Steffi Crisper (35:11): "I think that he could use any allegations to push for something like a raid to happen."
The episode explores the Russian military strategy of reflexive control, where adversaries are manipulated into making decisions that seemingly align with their own free will but ultimately serve the orchestrator's goals. Marsalek's actions exemplify this tactic, subtly steering Austrian politics and intelligence without overt coercion.
Sam Jones (38:54): "Stoking paranoia in the Freedom Party has given Russia huge leverage to interfere in Austrian politics."
Austrian MP Steffi Crisper provides a comprehensive analysis of the situation, highlighting how Marsalek's influence operations nearly transformed Austria into a hub for Russian intelligence infiltration. Crisper emphasizes the dire implications of having an intelligence agency compromised by political bias and foreign interests.
Steffi Crisper (37:19): "It would have been logically terrible ... for the interests of the security of people living in Austria, but for foreign interests."
Despite the complexities and denials from key figures like Ott, ongoing investigations continue to unearth more evidence linking Marsalek to a broader network of espionage activities. The intricate balance between political power, intelligence integrity, and foreign influence remains precarious, with significant ramifications for Austria and its allies.
Peter Gridling (39:04): "From my experience, I have no comparison. We will see what evidence is produced."

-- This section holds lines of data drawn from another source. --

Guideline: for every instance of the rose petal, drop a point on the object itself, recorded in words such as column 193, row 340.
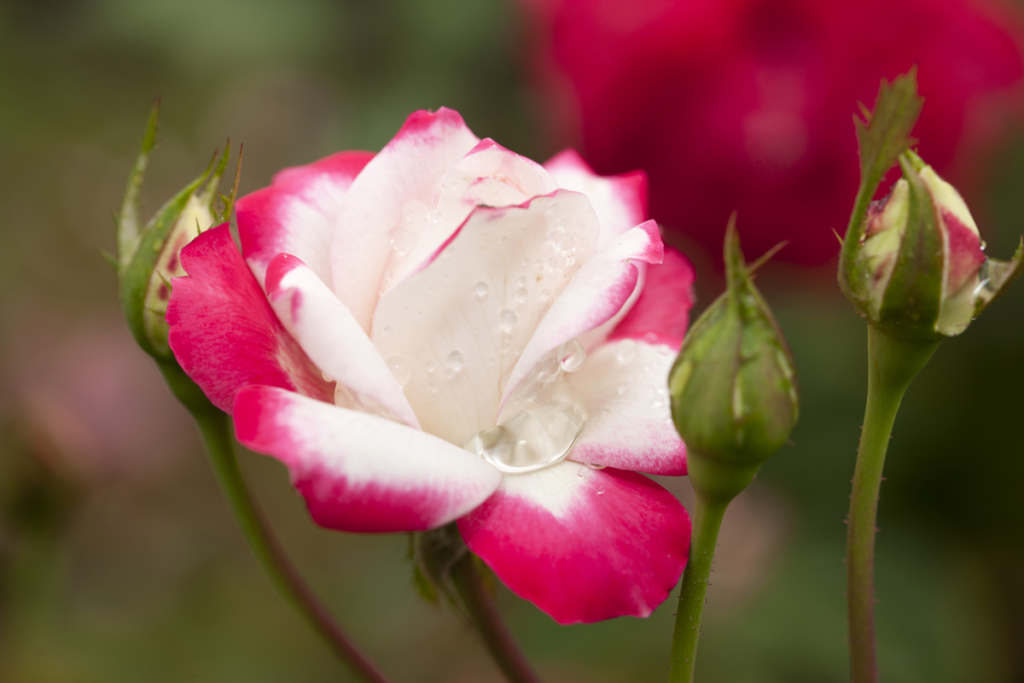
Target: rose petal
column 583, row 545
column 487, row 175
column 438, row 312
column 409, row 169
column 223, row 332
column 331, row 337
column 663, row 311
column 359, row 472
column 621, row 201
column 625, row 388
column 594, row 296
column 297, row 213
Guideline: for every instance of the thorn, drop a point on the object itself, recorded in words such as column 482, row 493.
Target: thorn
column 751, row 269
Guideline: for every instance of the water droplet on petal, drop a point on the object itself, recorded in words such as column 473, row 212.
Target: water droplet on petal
column 507, row 319
column 401, row 369
column 455, row 361
column 532, row 439
column 626, row 350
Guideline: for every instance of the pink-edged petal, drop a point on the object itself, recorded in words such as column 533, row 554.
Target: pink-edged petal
column 583, row 545
column 359, row 472
column 297, row 213
column 407, row 170
column 223, row 332
column 663, row 311
column 331, row 337
column 487, row 175
column 621, row 201
column 624, row 385
column 461, row 323
column 593, row 297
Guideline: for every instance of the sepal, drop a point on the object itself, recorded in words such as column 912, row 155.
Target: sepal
column 147, row 258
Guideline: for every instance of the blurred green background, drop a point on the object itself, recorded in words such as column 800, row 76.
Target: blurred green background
column 119, row 560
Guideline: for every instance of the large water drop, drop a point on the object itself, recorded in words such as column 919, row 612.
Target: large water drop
column 532, row 439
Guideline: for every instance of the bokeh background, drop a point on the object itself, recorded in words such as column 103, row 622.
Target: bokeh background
column 119, row 560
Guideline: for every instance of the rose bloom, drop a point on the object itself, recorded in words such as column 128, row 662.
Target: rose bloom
column 747, row 104
column 448, row 331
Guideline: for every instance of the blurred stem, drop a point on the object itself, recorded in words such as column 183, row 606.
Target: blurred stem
column 483, row 613
column 892, row 365
column 708, row 514
column 216, row 430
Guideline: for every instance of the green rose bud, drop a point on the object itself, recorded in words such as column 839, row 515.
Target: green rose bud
column 916, row 268
column 147, row 256
column 734, row 397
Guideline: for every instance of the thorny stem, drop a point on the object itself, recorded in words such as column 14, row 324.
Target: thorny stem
column 484, row 615
column 708, row 514
column 215, row 427
column 892, row 365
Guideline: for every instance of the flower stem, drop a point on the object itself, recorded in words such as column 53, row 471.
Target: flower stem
column 708, row 514
column 216, row 430
column 484, row 615
column 892, row 365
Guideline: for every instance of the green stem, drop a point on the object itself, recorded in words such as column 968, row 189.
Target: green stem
column 892, row 365
column 216, row 430
column 484, row 615
column 708, row 514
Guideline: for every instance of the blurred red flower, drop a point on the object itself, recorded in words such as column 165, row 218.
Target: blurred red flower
column 747, row 104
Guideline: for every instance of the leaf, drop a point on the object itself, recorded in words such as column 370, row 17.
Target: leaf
column 882, row 136
column 127, row 220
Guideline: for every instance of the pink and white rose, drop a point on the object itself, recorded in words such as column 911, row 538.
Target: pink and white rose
column 448, row 332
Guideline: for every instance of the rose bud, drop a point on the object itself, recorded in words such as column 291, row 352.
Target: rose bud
column 733, row 388
column 147, row 256
column 919, row 270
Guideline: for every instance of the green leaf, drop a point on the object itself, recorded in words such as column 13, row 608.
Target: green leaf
column 136, row 275
column 885, row 134
column 912, row 299
column 127, row 220
column 111, row 259
column 882, row 136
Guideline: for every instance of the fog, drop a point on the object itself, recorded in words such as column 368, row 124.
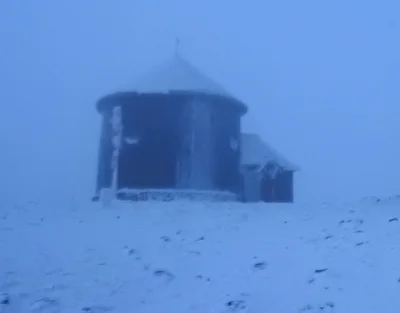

Episode 6 of Hot Money: Agent of Chaos masterfully unpacks the convoluted saga of Jan Marsalek and the Austrian intelligence service. Through meticulous reporting and insightful interviews, Sam Jones paints a vivid picture of how individual ambitions and geopolitical strategies intertwine, posing profound questions about national security and the unseen forces shaping global financial landscapes.
Notable Quotes:
Peter Gridling (06:31): "Interest, first of all, interest in developments, interest in following up things. A certain feeling."
Sam Jones (19:36): "This is not true ... we haven't been used for this or something."
Steffi Crisper (35:11): "I think that he could use any allegations to push for something like a raid to happen."
Steffi Crisper (37:19): "It is."
Sam Jones (38:54): "Stoking paranoia in the Freedom Party has given Russia huge leverage to interfere in Austrian politics."
Hot Money: Agent of Chaos continues to shed light on the shadowy intersections of finance, politics, and espionage, offering listeners a profound understanding of the forces shaping today's economic and geopolitical landscapes.